Your shotgun should be able to shoot anything close to trash shells. High brass is usually indicative of longer range shooting. Low brass is for short shots and small game. Loading higher brass should not be your answer. It probably has more to do with gun function than shelll choice. If you shoot reloads you can adjust your loads to be more finely tuned to what you are hunting and for clay shooting. If your gun is missing parts that is another problem in itself. best of luck.


----------



## Linkovich (Oct 24, 2007)

It should cycle most anything without any problems. I had a similar problem with one of my 1100's and ended up being the tip of the feed latch was broke.

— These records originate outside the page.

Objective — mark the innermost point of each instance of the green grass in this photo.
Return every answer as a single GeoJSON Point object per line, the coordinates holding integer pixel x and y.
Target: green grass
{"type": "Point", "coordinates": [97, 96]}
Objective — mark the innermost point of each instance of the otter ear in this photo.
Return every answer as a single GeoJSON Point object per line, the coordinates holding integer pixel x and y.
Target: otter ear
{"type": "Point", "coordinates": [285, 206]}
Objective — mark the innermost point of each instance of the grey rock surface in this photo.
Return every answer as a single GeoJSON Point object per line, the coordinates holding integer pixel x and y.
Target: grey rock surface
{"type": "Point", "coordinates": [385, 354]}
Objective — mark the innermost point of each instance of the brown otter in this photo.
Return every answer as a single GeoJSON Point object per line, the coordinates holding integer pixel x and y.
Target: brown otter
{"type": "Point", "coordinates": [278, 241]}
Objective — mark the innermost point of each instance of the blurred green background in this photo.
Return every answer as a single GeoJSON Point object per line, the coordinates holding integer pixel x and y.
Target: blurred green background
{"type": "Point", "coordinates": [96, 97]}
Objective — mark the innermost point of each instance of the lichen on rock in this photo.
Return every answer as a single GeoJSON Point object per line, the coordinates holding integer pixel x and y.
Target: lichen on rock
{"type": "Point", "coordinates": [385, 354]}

I replaced that and everything was fine.


----------



## bigbulls (Mar 12, 2008)

With that O-ring gas seal replaced you should be good to go with pretty much any load you use.


----------



## Stressless (Oct 2, 2007)

There shoud be three parts the rubber o ring, a concave circle part and convex circle part. make sure all three are on your 11-87 had mine for almost 25 years and she still works like a champ.


----------



## bobinbusan (Feb 16, 2010)

bigbulls said:


> With that O-ring gas seal replaced you should be good to go with pretty much any load you use.


 Do you have the replacement gas seals at your place?


----------



## K-Bill (May 14, 2009)

Stressless said:


> There shoud be three parts the rubber o ring, a concave circle part and convex circle part. make sure all three are on your 11-87 had mine for almost 25 years and she still works like a champ.

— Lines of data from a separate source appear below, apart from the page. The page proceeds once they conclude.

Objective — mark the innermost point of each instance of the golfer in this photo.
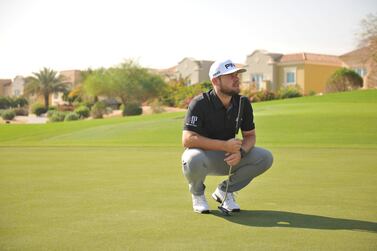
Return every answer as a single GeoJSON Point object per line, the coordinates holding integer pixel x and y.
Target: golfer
{"type": "Point", "coordinates": [211, 146]}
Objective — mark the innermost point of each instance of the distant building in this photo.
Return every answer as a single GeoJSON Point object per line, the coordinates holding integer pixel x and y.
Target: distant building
{"type": "Point", "coordinates": [18, 86]}
{"type": "Point", "coordinates": [13, 88]}
{"type": "Point", "coordinates": [262, 72]}
{"type": "Point", "coordinates": [272, 71]}
{"type": "Point", "coordinates": [361, 61]}
{"type": "Point", "coordinates": [193, 71]}
{"type": "Point", "coordinates": [5, 87]}
{"type": "Point", "coordinates": [73, 77]}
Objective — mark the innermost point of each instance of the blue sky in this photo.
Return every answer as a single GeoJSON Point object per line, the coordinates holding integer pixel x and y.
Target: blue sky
{"type": "Point", "coordinates": [77, 34]}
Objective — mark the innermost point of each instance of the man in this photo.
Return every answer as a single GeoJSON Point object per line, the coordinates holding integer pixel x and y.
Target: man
{"type": "Point", "coordinates": [211, 146]}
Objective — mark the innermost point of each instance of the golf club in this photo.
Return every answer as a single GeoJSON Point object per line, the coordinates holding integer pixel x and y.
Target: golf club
{"type": "Point", "coordinates": [238, 124]}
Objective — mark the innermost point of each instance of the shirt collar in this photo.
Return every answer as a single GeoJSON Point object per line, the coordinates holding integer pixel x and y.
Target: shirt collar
{"type": "Point", "coordinates": [217, 102]}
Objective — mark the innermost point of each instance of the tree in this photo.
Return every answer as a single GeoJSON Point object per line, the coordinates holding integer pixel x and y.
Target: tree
{"type": "Point", "coordinates": [128, 82]}
{"type": "Point", "coordinates": [368, 38]}
{"type": "Point", "coordinates": [96, 83]}
{"type": "Point", "coordinates": [344, 79]}
{"type": "Point", "coordinates": [44, 83]}
{"type": "Point", "coordinates": [368, 34]}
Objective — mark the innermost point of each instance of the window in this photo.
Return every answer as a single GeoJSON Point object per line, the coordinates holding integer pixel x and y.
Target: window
{"type": "Point", "coordinates": [257, 78]}
{"type": "Point", "coordinates": [290, 76]}
{"type": "Point", "coordinates": [361, 71]}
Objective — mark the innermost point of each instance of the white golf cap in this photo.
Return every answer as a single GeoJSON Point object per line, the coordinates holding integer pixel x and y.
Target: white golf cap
{"type": "Point", "coordinates": [223, 67]}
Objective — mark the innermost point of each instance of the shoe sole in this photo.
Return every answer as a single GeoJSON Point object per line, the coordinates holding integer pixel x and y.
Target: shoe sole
{"type": "Point", "coordinates": [202, 212]}
{"type": "Point", "coordinates": [218, 199]}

yessir all 3 parts are there now. the convex and concave, i believe, is now a one-piece assembly? that is based on comparisons to youtube vids and online parts diagrams, and coming from someone with absolutely no experience in this field. and the o-ring was just put on. what's weird is don't remember ever misplacing that or even seeing it. only shell it's ever cycled real well is 3" turkey loads. wonder if it was shipped out without the o-ring?? and very curious to see if this fixes the issue.

i appreciate everybody's input. linkovich - i'll check into the feed latch if problems persist, but as of now everything appears normal.


----------



## RMS (Dec 9, 2008)

bigbulls said:


> With that O-ring gas seal replaced you should be good to go with pretty much any load you use.

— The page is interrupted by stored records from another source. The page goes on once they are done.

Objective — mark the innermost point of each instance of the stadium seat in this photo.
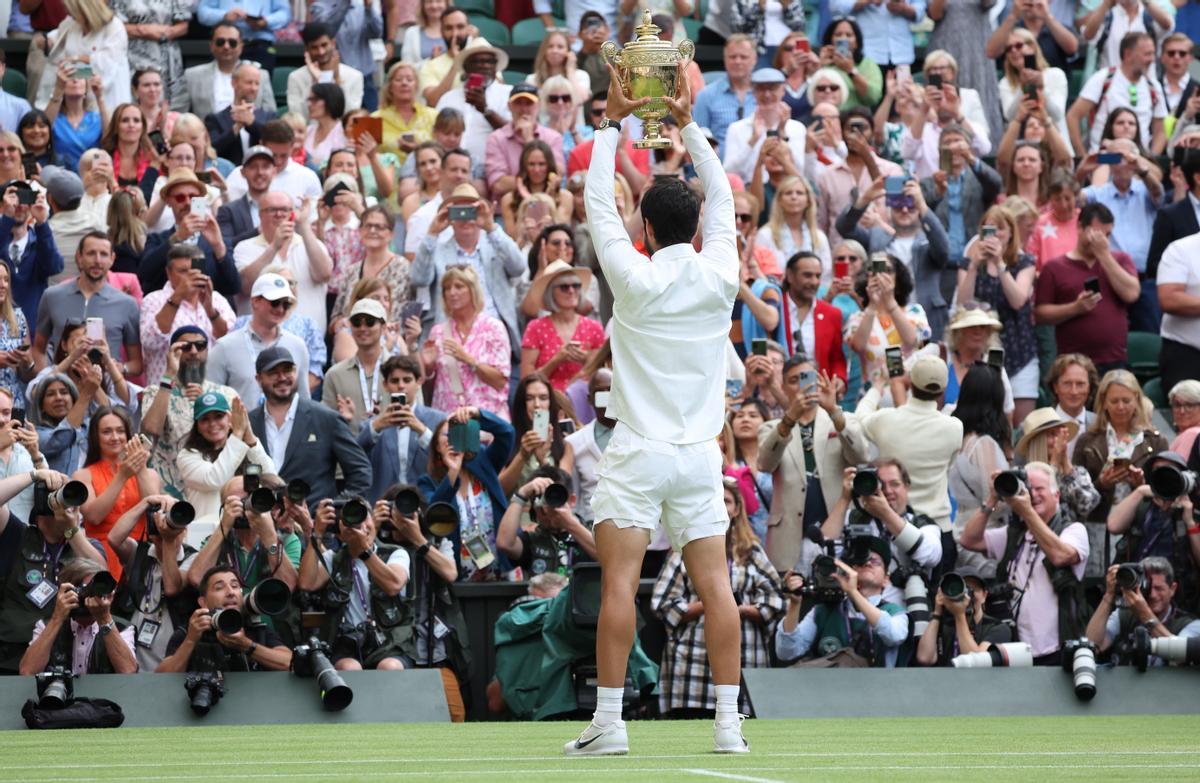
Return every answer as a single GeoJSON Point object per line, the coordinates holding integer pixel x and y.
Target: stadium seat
{"type": "Point", "coordinates": [528, 33]}
{"type": "Point", "coordinates": [484, 7]}
{"type": "Point", "coordinates": [1144, 347]}
{"type": "Point", "coordinates": [495, 31]}
{"type": "Point", "coordinates": [15, 83]}
{"type": "Point", "coordinates": [280, 84]}
{"type": "Point", "coordinates": [1155, 392]}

I agree, That O-ring should do the trick. That gun should shoot anything you feed it as long as it hasn't been back-bored or ported.


----------



## bigbulls (Mar 12, 2008)

bobinbusan said:


> Do you have the replacement gas seals at your place?


Unfortunately we don't.


----------



## Gulf Coast Outfitters (Oct 8, 2007)

Ditto on the gas seal/o ring. You need it for the lighter loads.

http://www.ebay.com/itm/Remington-S...-12ga-16ga-1100-and-11-87-19258-/380861741866


----------



## Skeeterdone (Jun 21, 2014)

Make sure you keep an extra o-ring in your case with ya or you will have an expensive single shot ...


----------